GitHub user paul-rogers opened a pull request:
https://github.com/apache/drill/pull/1161
DRILL-6230: Extend row set readers to handle hyper vectors
The current row set readers have incomplete support for hyper-vectors. To
add full support, we need an interface that supports either single batches or
hyper batches. Accessing vectors in hyper batches differs depending on whether
the vector is at the top level or is nested. See this post for details. Also
includes a simpler reader template: replaces the original three classes with
one, in parallel with the writers.
Key changes:
* Refactor the readers to generate just the required reader, then build up
the optional and repeated readers as layers on top of the generated reader.

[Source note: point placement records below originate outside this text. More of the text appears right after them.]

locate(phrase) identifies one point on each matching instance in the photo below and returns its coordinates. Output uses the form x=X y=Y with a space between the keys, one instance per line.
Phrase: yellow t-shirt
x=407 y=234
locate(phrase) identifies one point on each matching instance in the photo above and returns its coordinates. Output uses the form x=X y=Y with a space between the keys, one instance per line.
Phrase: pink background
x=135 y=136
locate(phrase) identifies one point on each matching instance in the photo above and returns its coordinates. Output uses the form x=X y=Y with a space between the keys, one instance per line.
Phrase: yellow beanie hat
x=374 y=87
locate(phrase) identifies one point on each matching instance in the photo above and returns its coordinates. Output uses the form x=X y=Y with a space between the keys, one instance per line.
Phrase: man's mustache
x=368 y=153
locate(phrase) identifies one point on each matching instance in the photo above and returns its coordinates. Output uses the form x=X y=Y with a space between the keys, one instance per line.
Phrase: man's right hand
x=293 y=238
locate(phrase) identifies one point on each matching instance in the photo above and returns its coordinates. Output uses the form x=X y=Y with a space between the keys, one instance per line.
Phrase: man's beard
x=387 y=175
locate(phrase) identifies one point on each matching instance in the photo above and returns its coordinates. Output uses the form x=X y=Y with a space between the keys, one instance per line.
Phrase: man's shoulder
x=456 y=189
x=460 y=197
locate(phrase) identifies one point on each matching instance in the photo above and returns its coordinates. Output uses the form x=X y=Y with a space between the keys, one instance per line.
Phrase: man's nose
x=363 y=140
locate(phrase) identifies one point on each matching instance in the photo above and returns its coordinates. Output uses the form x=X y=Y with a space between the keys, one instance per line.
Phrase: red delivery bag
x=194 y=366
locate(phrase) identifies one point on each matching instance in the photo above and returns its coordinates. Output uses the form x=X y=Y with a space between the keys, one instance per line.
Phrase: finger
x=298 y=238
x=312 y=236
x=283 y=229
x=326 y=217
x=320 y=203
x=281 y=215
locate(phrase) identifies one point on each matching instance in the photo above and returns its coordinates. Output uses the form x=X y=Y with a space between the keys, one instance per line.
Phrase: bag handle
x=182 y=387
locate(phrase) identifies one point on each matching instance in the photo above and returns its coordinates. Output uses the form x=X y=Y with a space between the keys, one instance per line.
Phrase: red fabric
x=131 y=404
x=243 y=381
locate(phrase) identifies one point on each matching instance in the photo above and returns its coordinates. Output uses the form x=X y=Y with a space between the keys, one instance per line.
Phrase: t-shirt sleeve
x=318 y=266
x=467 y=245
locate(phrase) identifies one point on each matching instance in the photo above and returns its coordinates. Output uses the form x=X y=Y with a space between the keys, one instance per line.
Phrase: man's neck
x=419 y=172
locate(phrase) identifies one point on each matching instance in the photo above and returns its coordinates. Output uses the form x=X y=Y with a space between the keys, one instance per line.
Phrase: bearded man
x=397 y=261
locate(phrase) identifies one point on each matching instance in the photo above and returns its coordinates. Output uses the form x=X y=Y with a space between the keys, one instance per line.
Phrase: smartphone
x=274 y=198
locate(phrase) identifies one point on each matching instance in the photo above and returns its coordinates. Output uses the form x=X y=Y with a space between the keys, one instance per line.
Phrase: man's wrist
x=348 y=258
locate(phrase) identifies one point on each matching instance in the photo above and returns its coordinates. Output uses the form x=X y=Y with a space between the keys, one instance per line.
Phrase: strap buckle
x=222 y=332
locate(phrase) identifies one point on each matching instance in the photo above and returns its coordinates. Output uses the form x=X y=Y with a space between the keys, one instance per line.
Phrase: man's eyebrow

This is the same structure that the writers already use.
* Add and test support for hyper-vectors.
* Extend the existing "vector accessor" abstraction to fully support the
highly complex process of locating nested vectors (those within a map or union)
in a hyper-batch.
* Introduce the idea of a "null state" abstraction to handle the messy null
handling in unions and repeated lists.
* Modifies tests as needed for the new internal format of vector readers.
To keep the PR from getting overly large, this PR strips out the actual
union and list support. That support will be added in a future PR. Similarly,
there are matching changes to writers that will also be done in a separate PR.
Other minor changes:
* Revises the previous utility PR. In some cases, it turns out to be
cleaner to use a separate `mapValue()` function instead of `objArray()`, even
though both produce an object array. Calling it `mapValue()` makes it a bit
clearer what we're trying to accomplish.
This PR is not needed for Drill 1.13; it can go into Drill 1.14.
See [this
post](https://github.com/paul-rogers/drill/wiki/Batch-Handling-Upgrades) for
details of the end-state toward which this PR is one step.
You can merge this pull request into a Git repository by running:
$ git pull https://github.com/paul-rogers/drill DRILL-6230
Alternatively you can review and apply these changes as the patch at:
https://github.com/apache/drill/pull/1161.patch
To close this pull request, make a commit to your master/trunk branch
with (at least) the following in the commit message:
This closes #1161
----
commit e9891c561088d2c79ab1758dc857a8a52ec253ac
Author: Paul Rogers <progers@...>
Date: 2018-03-11T07:43:36Z
Accessor revisions
commit 6f6e3eb803793d71a5e8dba8362737bac66d923c
Author: Paul Rogers <progers@...>
Date: 2018-03-11T22:41:42Z
Merge of exec row set readers & tests
commit 65cd6205ea8e85ac4e001634ffa24268a57ce273
Author: Paul Rogers <progers@...>
Date: 2018-03-12T00:23:35Z
Fixed tests to remove work not in this PR
----
---